Saturday, 7 April 2012

Texas: Big Bend

Wednesday, February 8.: Big Bend Natl. Park
The photos mostly speak for themselves when it comes to the day we spent in Big Bend.

In the morning I wandered off for a quick exploration around the Rio Grande Village camping&RV park where we were staying. The lesson of the morning was, apart from the fact that Erik makes really good coffee, the following:
1) This flat area is a flood plain. 2) The "sand" is silt-like in nature. 3) When it is moist it turns into a thick clay-like goo. 4) Moist and dry ground looks almost exactly the same unless you know what to look for. 5) What to look for.

In short I sank to my ankles in the muck and it was only my momentum that tugged me loose - if I had actually had gotten both feet stuck in simultaneously it would have taken some effort I think. The mud was thick enough that it didn't even go through the mesh of my sneakers, and the water in it evaporated fairly quickly in the dry air, so I was able to brush most of it off within an hour or so. A day later they looked as clean as ever, after being brushed down with a wet paper towel.

After wandering through the gift shop and trying to get online for a short while (the best reception of the "free wifi" I managed to get was inside the restrooms!), we went off in the Wagon to see the sights etc. First stop: Panther Junction (gas and information). The drive back up there showed that the road was not at all as steep as it had felt in the dark the day before, in fact it seemed ridiculously flat in comparison. Probably all the uphill had made us sensitive to any downwards slope, even if it was just a few degrees.
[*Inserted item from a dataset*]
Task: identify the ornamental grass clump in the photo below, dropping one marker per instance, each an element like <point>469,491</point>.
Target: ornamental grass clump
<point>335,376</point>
At the information center at P.J. we found a few alternatives for things to do and drove on to the Chisos Basin where we intended to go for a hike. Getting there we had a light meal for lunch, found out that the trail we had planned to take was closed due to a mountain lion attack, and was advised on an alternative by a ranger. Back up the trail some bit by Wagon (switchbacks that reminded me of Norway, except the road was much wider), and up the Forgotten Mine trail.

There we saw a mountain side opposite us that looked like a swiss cheese with all the holes (mines? caves?), we saw a doe and a glimpse of another deer, and further up the trail Erik was spotted by a veteran which inevitably led to a conversation. The man told us about a buck he had seen uphill, added 25% of size on its horns, and was a few minutes later stalked by the same buck who snuck up behind him. I dropped my water bottle and fumbled with my camera, but Erik caught a picture of it.

Going up was interesting. I was recovering from pneumonia, had been knocked out for six weeks and only up and moving about for about 10 days, and also suffering from what is presumed to be asthma, all of which added up with other factors to one Silme severely out of shape. I seemed able to breathe surprisingly well in the dry air, and we got more than halfway up before I started wondering what the hell I was doing there and regretting the entire adventure. Just a few hundred yards on I was fine again though, guess I crossed that hurdle. In hindsight I regret that we didn't continue on upwards past the point we got to - on the other hand it was getting dark, the sun setting behind the peaks, so maybe it made sense to turn around.

Back down in the valley the sun had not yet set, and I was able to catch a few more photos, as well as fail to catch one of a coyote sitting by the road watching us as we drove past.